Released from our seats, we assumed classic school formation: the single file line. And there we stood, like a plane full of paratroops waiting for the green light to signal the jump through the door. Excitement, anticipation, and the general happiness that is leaving school early caused little feet to creep slowly forward as we awaited the signal to go. Unlike most field trips, we’d take no bus. This time, and only this time, we would walk.
There’s a relationship between distance and the length of the leg. The legs were all short that day, so our destination felt farther away than it actually was. In reality the school sat in the center of a large subdivision, and our objective waited on the other side of the road that defined its southern most border. To get to that road, and to what now would be a death-defying dash across it, was only as scenic as your enjoyment of deja-vu.
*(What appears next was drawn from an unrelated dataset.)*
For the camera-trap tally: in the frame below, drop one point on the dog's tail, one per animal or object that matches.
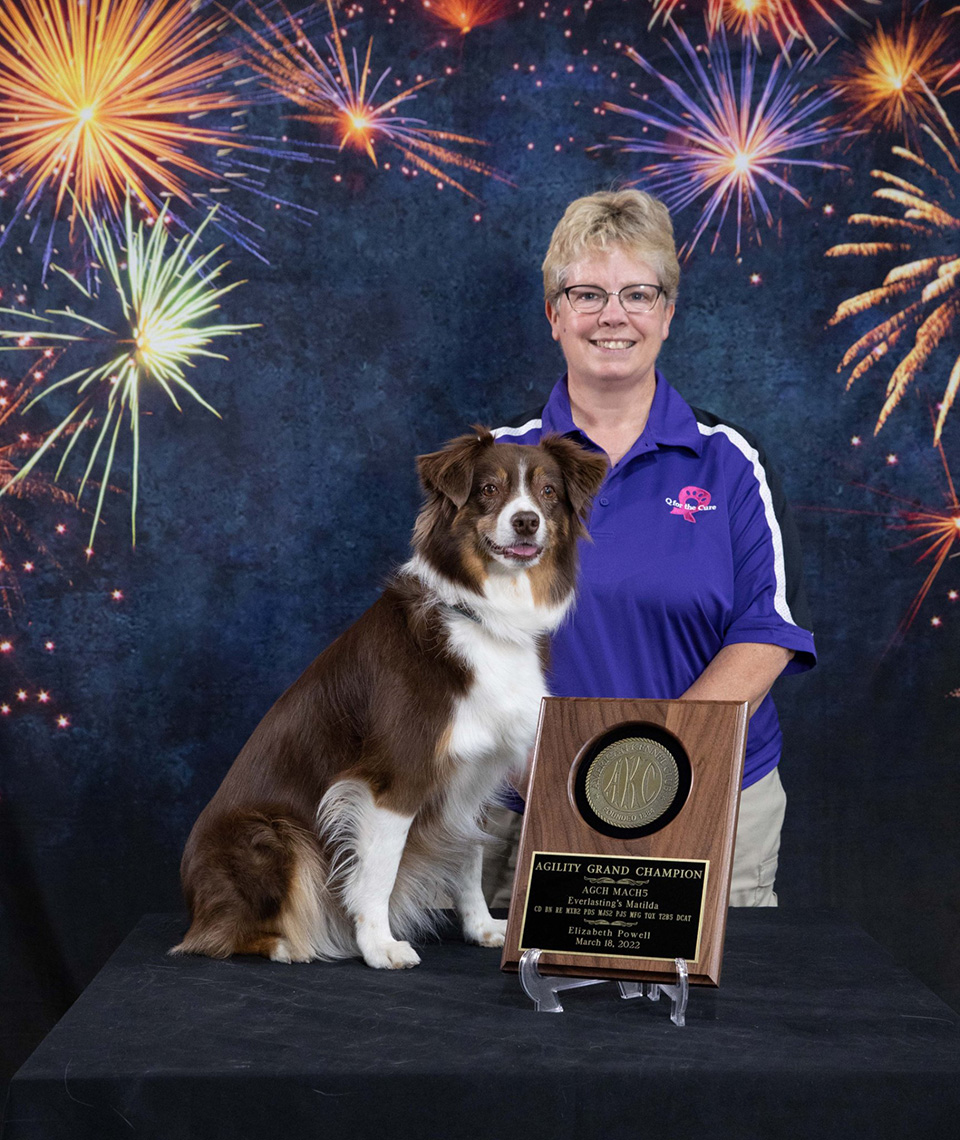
(257, 884)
Having left the school grounds, our line of intrepid young adventurers headed into the collection of houses and streets. We walked single file, shadowing the curb, and passed house after similarly looking house until it felt like the background of an old cartoon that repeats itself every few frames. The teacher worked the line like a sheep dog, keeping us herded and moving in the proper direction. The fact that one car could take us all out like a row of dominoes must not have been a concern back then.
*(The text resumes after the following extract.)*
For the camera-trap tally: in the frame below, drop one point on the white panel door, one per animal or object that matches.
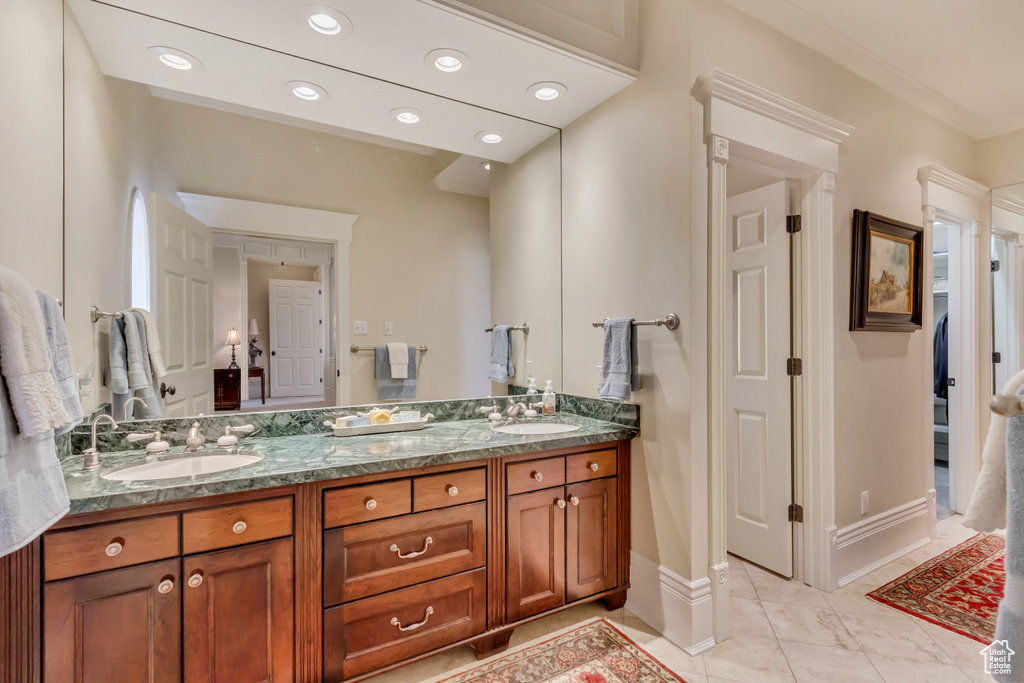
(183, 306)
(758, 389)
(296, 339)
Our march ended with us (illegally) crossing the road the subdivision emptied out on to, and entering the old cemetery. Yes, a cemetery.
Every cemetery I’ve ever seen looks a whole lot like every other. Green grass, old-growth trees, stones of various natures, statuary that you’d swear moves when it’s in the corner of your eye, and the uncertainty of where it’s safe to walk. If stepping on a crack is dangerous, treading over the wrong part of a graveyard can’t be good – on account of that other thing that all cemeteries have in common.
What was unique that day, obviously, was the two-dozen kids running around with paper and crayons, carefully taking rubbings of hundred-year old headstones. What lesson plan the activity was linked to is lost to my memory, but we took our rubbings, ate our lunches, and walked back to the school the same way we came.
How the teacher justified an excursion to a graveyard is beyond me. How the entity that manages the cemetery allowed it is even more mind-boggling. But we did it then, and I wish I still had those rubbings as a souvenir of a memorable day, and my first encounter with morbid curiosity. After all, any kid worth his salt is going to start wondering about the state of what’s buried underneath that stone.
The era of exploration may be over – the maps of the old gentleman adventurer now hang covered in pins indicating “been there, done that”. No longer are wooden sailing ships filled with provisions and pushed into the depths of the Antarctic. Flags have been planted on both the North and South Poles, even the moon. The highest of mountains have been conquered, the deepest of caves explored. Not that man has stuck his finger in every nook and cranny of this planet, but it’s safe to say that if human feet haven’t touched it, the eyes of the satellites have. But, one of the greatest things about being a kid is none of that crap matters, and even a day long hike can be a grand expedition.